I have some data that I want to replicate (to maintain realistic relationships between the variables). I have copied the script that Ryne posted for everyone's convenience, and I was able to generate one data set. However the data I want does contain factors (unordered?), so it seems to me I need to use the second half of the script to retain the information that they have.

So, I have been trying to run that portion of the script, which I was able to do without errors, though it's not actually working (no data is generated). Does anyone have some suggestions about how I should modify the script (attached) to replicate the information I'm after?

Best wishes
j

Ryne's picture
Offline
Joined: 07/31/2009 - 15:12
The issue I see is that you

The issue I see is that you use the variable 'row' to define how many observations to pull. However, you deleted the line of code that defined 'row' as the number of rows in your data, so 'row' gets treated as numeric(0). Thus, you generate zero rows of data in the rmvnorm call, and fakefac contains a data.frame with zero rows.

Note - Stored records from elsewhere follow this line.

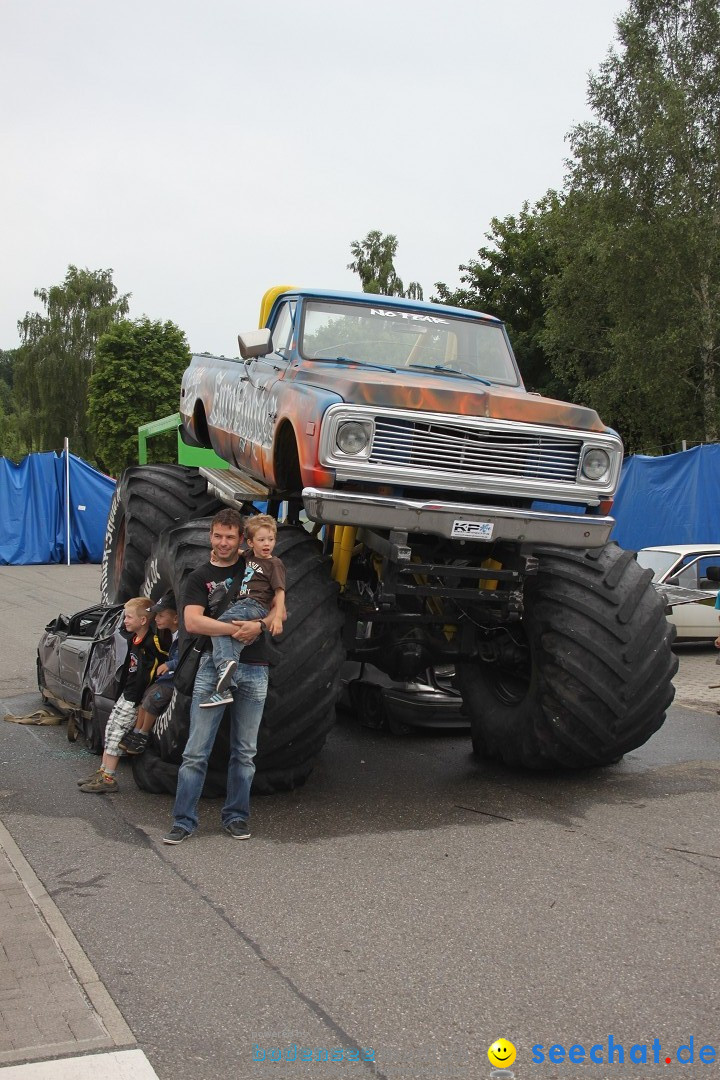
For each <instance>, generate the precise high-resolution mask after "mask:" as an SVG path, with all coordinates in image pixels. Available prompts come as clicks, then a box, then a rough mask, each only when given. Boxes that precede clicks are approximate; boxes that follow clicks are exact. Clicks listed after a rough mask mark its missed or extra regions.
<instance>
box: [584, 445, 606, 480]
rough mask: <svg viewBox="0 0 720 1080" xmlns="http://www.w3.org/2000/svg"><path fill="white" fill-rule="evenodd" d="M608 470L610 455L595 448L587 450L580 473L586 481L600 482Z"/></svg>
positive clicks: (603, 450) (599, 449) (604, 450)
mask: <svg viewBox="0 0 720 1080" xmlns="http://www.w3.org/2000/svg"><path fill="white" fill-rule="evenodd" d="M609 469H610V455H609V454H608V451H607V450H601V449H599V448H597V447H596V448H595V449H593V450H588V451H587V454H586V455H585V457H584V458H583V464H582V468H581V472H582V474H583V476H586V477H587V480H600V477H601V476H604V474H606V473H607V472H608V470H609Z"/></svg>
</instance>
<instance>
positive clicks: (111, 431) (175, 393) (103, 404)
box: [87, 319, 190, 476]
mask: <svg viewBox="0 0 720 1080" xmlns="http://www.w3.org/2000/svg"><path fill="white" fill-rule="evenodd" d="M189 363H190V350H189V349H188V342H187V341H186V338H185V334H184V333H182V330H181V329H179V327H178V326H176V325H175V323H172V322H165V323H161V322H151V321H150V320H149V319H138V320H136V321H134V322H131V321H130V320H123V321H122V322H119V323H116V324H114V325H113V326H111V327H110V328H109V329H108V330H107V333H105V334H104V335H103V336H101V338H100V339H99V341H98V342H97V353H96V359H95V369H94V372H93V374H92V376H91V379H90V389H89V402H87V421H89V423H90V428H91V431H92V434H93V437H94V441H95V450H96V456H97V459H98V461H99V462H100V464H101V465H103V468H104V469H106V470H107V471H108V472H109V473H110V474H111V475H113V476H119V475H120V473H121V472H122V471H123V469H125V468H126V467H127V465H131V464H133V463H134V462H137V429H138V427H139V426H140V424H141V423H147V422H148V421H150V420H157V419H160V418H161V417H163V416H168V415H169V414H172V413H177V407H178V401H179V394H180V380H181V378H182V373H184V370H185V368H186V367H187V366H188V364H189ZM175 447H176V444H175V438H174V436H173V437H172V440H171V441H169V443H166V444H165V445H162V443H161V441H159V440H153V441H152V443H151V444H150V447H149V449H150V454H151V456H152V458H153V460H155V461H157V460H165V461H167V460H175V454H176V448H175Z"/></svg>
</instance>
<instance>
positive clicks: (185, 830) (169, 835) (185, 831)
mask: <svg viewBox="0 0 720 1080" xmlns="http://www.w3.org/2000/svg"><path fill="white" fill-rule="evenodd" d="M189 836H190V834H189V833H188V831H187V828H182V827H181V826H180V825H173V827H172V828H171V831H169V833H167V834H166V835H165V836H163V843H182V841H184V840H187V839H188V837H189Z"/></svg>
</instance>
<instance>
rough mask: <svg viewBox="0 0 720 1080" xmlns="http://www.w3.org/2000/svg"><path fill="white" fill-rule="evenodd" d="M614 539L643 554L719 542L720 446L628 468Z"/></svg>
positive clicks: (650, 459) (614, 531) (618, 507)
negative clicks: (681, 547)
mask: <svg viewBox="0 0 720 1080" xmlns="http://www.w3.org/2000/svg"><path fill="white" fill-rule="evenodd" d="M612 516H613V517H614V518H615V521H616V525H615V527H614V529H613V531H612V539H613V540H616V541H617V543H619V544H620V545H621V548H628V549H630V550H633V551H638V550H639V549H640V548H651V546H656V545H658V544H665V543H720V445H718V444H714V445H710V446H695V447H693V449H691V450H683V453H682V454H668V455H666V457H663V458H649V457H644V456H643V455H640V454H638V455H635V457H631V458H628V459H627V460H626V461H625V464H624V465H623V472H622V476H621V482H620V487H619V489H617V495H616V496H615V502H614V504H613V508H612Z"/></svg>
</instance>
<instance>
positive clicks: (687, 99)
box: [543, 0, 720, 451]
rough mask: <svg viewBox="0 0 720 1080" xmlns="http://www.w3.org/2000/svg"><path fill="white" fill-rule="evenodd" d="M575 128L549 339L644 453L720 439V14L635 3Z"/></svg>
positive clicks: (698, 6) (718, 8) (560, 232)
mask: <svg viewBox="0 0 720 1080" xmlns="http://www.w3.org/2000/svg"><path fill="white" fill-rule="evenodd" d="M616 26H617V36H619V40H620V49H611V50H610V52H609V54H608V57H607V59H606V60H604V62H603V64H602V65H601V66H600V69H599V72H598V75H597V76H593V77H590V80H589V90H588V99H589V104H590V106H592V107H593V110H594V112H595V114H596V118H597V119H596V120H594V121H593V122H590V123H586V124H582V125H580V126H578V127H575V129H574V130H573V132H572V133H571V137H570V140H571V147H572V159H571V161H570V163H569V173H568V181H567V198H566V200H565V204H563V212H562V215H561V217H560V218H557V219H556V224H557V227H558V228H557V234H556V239H557V247H556V252H557V257H558V265H559V270H558V273H557V274H556V275H555V278H554V279H553V281H552V282H551V283H549V287H548V294H547V299H548V311H547V316H546V330H545V334H544V338H543V340H544V343H545V347H546V348H547V350H548V353H549V355H551V360H552V363H553V366H554V368H555V370H556V372H557V373H558V376H559V377H561V378H562V379H565V380H567V381H570V382H573V383H574V384H575V386H576V388H578V390H579V396H580V399H581V400H584V401H585V402H586V403H587V404H590V405H594V406H595V407H596V408H598V410H599V411H600V413H601V415H602V416H603V419H606V420H607V421H609V422H611V423H613V426H615V427H617V428H619V429H620V430H621V433H622V434H623V436H624V437H625V441H626V445H627V446H628V448H629V449H646V450H649V451H651V450H662V449H677V448H679V445H678V444H679V440H680V438H681V437H685V438H688V440H691V441H698V442H699V441H717V440H718V436H719V433H720V426H719V422H718V421H719V418H718V356H719V354H720V352H719V350H720V8H719V5H718V3H717V0H629V2H628V9H627V11H626V12H625V13H624V14H623V15H621V16H620V17H619V19H617V23H616Z"/></svg>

More generally, I think fakeData needs a rewrite. I've received a few too many error reports with ordinal data, generally finding that hetcor says a lot of existing datasets have non-positive definite correlation matrices when the original data runs fine. If anyone has any feature suggestions for fakeData 1.1/2.0, let me know.

tbates's picture
Offline
Joined: 07/31/2009 - 14:25
mxGenerateData()

The function to use here is mxGenerateData.

This can accept either a model or a data frame as input, handles missing data as you choose, and returns a new (simulated) data set based on the model-implied distribution from your model or dataframe.